Como esclarecido na própria decisão, trata-se de análise preliminar (ou inicial) do processo, o qual, no entendimento do Juiz Sergio Wajzenberg, da 2ª Vara Cível do Tribunal de Justiça do Estado do Rio de Janeiro, depende da análise de documentos que devem ser juntados pela LIERJ e pela RIOTUR no prazo de 15 dias

A decisão proferida não se manifestou sobre os seguintes importantes argumentos, devidamente comprovados:

(i) a LIVRES é uma Liga oficialmente reconhecida pela Procuradoria Geral do Município do Rio de Janeiro e pela RIOTUR para administrar a disputa dos desfiles carnavalescos das escolas de samba a ela filiadas;

(ii) no Regulamento Específico dos Desfiles da LIVRES, homologado pela RIOTUR, consta em seu art. 40 que a agremiação campeã ascenderá à Série A;

(iii) a RIOTUR assinou Contrato de Apoio Cultural com a Associação da Liga de Blocos e Bandas da Zona Portuária do Rio de Janeiro, que atuou em parceria com a LIVRES no Carnaval 2020, publicado em Diário Oficial, para a realização dos desfiles do Grupo B, onde, expressamente consta que o Regulamento dos Desfiles tratará da ascensão e do descenso de agremiações e que a RIOTUR aprovará a ata de apuração do resultado;

(iv) a RIOTUR participou de todo o processo relacionado ao Carnaval 2020, estando presente no dia dos desfiles e, também, na apuração;

(v) a RIOTUR aprovou e homologou a planilha de notas e o resultado oficial da apuração dos desfiles da LIVRES, reconhecendo o GRES TRADIÇÃO como campeã do Carnaval;

(vi) a legislação (Lei Municipal nº 1.276/88 e alterações da Lei Municipal nº 2.720/98) e o Estatuto Social da LIERJ (arts. 2º; 3º, § 6º; e 19, § 2º) impedem que referida Liga interfira na ascensão de agremiações, pois, do contrário, estará interferindo na disputa, “escolhendo” a agremiação campeã.
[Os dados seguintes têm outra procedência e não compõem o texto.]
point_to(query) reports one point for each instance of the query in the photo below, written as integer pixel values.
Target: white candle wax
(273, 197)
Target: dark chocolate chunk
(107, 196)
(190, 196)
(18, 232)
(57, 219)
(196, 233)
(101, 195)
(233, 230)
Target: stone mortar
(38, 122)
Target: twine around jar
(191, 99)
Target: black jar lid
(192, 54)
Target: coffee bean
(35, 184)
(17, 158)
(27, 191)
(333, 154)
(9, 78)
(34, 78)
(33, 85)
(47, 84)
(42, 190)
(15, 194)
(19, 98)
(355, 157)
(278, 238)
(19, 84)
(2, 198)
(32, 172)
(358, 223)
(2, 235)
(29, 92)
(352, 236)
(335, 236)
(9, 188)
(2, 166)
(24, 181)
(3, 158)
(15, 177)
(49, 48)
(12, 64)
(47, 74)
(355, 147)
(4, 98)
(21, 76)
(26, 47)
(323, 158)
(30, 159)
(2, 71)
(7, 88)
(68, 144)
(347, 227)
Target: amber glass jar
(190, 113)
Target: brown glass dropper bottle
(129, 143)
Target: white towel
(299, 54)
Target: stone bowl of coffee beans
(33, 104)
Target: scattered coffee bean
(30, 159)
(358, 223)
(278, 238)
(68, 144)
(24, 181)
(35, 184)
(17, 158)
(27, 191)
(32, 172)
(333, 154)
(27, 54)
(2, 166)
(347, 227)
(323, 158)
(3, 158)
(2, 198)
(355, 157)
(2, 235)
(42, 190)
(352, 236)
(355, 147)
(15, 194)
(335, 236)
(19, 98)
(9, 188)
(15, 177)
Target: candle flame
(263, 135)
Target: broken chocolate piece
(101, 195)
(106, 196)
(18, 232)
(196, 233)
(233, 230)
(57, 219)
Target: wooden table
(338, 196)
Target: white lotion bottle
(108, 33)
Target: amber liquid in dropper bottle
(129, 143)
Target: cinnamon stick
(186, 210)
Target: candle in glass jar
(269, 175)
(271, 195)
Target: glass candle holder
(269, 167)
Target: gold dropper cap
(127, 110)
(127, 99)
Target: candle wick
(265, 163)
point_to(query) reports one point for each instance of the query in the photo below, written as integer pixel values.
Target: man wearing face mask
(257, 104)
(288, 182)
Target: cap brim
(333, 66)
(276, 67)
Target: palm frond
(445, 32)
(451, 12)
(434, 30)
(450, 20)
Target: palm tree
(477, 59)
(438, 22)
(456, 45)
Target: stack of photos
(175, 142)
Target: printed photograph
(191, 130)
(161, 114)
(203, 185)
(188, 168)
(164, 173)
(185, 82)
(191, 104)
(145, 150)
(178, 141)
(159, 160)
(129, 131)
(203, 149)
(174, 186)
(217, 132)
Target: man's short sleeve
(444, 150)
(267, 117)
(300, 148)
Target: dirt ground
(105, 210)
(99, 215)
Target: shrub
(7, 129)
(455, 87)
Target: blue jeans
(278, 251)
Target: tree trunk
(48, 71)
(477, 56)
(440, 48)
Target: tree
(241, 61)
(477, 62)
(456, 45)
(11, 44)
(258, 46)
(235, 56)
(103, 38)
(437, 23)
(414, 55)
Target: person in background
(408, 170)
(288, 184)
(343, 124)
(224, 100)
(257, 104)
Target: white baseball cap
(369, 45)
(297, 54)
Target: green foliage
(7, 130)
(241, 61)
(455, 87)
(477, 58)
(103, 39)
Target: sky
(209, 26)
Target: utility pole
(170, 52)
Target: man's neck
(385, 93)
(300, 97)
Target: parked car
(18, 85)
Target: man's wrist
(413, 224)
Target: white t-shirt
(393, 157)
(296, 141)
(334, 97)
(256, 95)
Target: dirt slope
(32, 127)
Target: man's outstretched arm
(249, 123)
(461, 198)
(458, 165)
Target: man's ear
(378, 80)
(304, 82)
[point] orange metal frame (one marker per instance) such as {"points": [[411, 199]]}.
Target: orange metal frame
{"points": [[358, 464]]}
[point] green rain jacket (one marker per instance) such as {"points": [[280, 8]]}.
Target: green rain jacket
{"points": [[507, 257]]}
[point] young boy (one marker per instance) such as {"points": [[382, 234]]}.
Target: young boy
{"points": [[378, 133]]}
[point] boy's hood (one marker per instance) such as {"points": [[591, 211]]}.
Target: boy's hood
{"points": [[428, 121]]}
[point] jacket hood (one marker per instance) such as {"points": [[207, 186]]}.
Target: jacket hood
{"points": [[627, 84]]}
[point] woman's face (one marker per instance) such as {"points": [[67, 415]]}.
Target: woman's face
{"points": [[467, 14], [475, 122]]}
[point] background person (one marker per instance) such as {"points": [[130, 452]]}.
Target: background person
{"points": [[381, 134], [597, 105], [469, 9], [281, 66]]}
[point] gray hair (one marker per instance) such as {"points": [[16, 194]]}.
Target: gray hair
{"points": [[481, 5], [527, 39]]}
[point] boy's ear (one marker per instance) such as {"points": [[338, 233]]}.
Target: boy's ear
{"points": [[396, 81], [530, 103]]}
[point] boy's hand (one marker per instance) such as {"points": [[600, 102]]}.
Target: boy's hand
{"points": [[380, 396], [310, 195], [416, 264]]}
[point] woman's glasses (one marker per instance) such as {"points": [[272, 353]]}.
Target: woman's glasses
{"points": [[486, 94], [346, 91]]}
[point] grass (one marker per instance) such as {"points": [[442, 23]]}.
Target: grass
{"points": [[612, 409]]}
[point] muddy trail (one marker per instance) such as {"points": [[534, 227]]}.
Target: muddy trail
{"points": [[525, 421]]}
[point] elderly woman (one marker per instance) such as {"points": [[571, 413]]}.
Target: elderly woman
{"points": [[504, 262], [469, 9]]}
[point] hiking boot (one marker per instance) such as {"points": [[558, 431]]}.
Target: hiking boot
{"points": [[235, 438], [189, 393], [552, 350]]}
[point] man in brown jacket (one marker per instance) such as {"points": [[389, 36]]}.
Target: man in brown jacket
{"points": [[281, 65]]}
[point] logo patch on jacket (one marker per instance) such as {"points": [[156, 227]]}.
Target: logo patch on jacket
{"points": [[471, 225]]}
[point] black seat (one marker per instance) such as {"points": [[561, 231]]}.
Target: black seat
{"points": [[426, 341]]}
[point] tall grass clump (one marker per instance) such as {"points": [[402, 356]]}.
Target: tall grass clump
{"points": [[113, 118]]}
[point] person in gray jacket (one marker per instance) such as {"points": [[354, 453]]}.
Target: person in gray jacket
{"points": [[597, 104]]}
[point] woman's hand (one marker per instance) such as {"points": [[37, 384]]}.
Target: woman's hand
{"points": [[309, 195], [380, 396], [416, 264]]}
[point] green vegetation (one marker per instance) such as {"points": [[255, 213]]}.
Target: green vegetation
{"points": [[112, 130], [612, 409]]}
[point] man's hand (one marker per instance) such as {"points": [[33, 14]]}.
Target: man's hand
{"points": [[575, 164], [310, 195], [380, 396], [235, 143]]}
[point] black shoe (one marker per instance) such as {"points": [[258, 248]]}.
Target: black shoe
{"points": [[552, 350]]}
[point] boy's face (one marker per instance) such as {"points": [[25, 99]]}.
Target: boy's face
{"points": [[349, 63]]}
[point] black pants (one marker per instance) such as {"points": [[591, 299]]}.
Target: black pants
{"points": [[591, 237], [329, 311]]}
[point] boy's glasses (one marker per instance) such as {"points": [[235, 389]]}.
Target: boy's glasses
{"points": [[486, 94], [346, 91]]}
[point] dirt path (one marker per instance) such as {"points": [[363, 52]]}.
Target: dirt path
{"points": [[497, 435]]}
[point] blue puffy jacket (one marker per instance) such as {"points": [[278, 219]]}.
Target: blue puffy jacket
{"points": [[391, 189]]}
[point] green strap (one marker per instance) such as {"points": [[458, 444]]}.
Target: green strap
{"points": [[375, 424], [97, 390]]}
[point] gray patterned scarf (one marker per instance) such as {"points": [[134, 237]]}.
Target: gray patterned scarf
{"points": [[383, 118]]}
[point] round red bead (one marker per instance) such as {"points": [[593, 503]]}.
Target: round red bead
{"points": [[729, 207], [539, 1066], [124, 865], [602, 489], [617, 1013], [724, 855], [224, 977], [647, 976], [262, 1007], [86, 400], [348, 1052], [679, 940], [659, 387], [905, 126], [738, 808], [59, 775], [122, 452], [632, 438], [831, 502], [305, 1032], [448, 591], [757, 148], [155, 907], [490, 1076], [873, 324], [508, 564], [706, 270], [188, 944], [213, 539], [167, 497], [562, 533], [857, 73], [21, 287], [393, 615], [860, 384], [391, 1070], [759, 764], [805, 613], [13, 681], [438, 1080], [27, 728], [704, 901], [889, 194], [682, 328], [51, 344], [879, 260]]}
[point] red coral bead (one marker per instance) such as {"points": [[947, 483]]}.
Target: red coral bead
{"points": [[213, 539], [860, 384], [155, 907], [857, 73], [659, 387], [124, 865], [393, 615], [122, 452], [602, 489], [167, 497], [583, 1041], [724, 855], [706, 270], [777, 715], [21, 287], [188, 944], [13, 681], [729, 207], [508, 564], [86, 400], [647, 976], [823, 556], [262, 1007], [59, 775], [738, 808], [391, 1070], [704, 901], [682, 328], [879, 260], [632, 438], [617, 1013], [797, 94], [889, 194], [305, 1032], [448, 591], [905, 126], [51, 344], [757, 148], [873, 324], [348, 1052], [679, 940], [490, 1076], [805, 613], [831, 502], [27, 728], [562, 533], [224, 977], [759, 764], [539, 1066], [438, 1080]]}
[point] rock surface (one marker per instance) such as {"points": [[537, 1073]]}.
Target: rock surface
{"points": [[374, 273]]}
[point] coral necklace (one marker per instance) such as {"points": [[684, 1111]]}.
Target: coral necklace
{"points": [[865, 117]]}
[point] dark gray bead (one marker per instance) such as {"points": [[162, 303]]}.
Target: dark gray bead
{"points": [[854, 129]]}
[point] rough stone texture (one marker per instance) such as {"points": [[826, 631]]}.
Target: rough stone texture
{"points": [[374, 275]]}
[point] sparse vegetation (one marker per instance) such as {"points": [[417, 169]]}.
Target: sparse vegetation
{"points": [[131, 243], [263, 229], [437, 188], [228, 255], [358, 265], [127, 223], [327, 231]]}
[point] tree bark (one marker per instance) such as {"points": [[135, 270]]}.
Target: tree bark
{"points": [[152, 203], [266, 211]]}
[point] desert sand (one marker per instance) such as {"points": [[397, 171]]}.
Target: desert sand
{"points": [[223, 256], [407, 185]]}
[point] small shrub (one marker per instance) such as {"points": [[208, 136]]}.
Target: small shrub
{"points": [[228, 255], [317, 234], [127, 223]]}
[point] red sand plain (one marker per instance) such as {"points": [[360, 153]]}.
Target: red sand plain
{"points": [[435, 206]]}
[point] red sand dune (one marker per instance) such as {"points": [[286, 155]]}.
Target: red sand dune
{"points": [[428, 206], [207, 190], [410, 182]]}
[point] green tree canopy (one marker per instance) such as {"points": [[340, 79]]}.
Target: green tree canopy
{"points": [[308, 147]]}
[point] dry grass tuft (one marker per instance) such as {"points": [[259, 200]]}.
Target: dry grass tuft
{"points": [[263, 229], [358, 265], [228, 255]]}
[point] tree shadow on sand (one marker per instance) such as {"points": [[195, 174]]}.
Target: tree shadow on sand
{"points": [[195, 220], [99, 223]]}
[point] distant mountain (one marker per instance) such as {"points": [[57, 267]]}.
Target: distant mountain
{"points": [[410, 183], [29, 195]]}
O Departamento Jurídico da LIVRES RJ já está adotando as medidas cabíveis para o oferecimento de recursos, visando a reforma da decisão.

Sabemos da dificuldade que é trazer ética e transparência ao Carnaval dos Grupos de Acesso da Cidade do Rio de Janeiro, mas nossa luta por dias melhores está apenas no início. Não desistiremos, pois temos certeza que a verdade prevalecerá e a justiça será feita”.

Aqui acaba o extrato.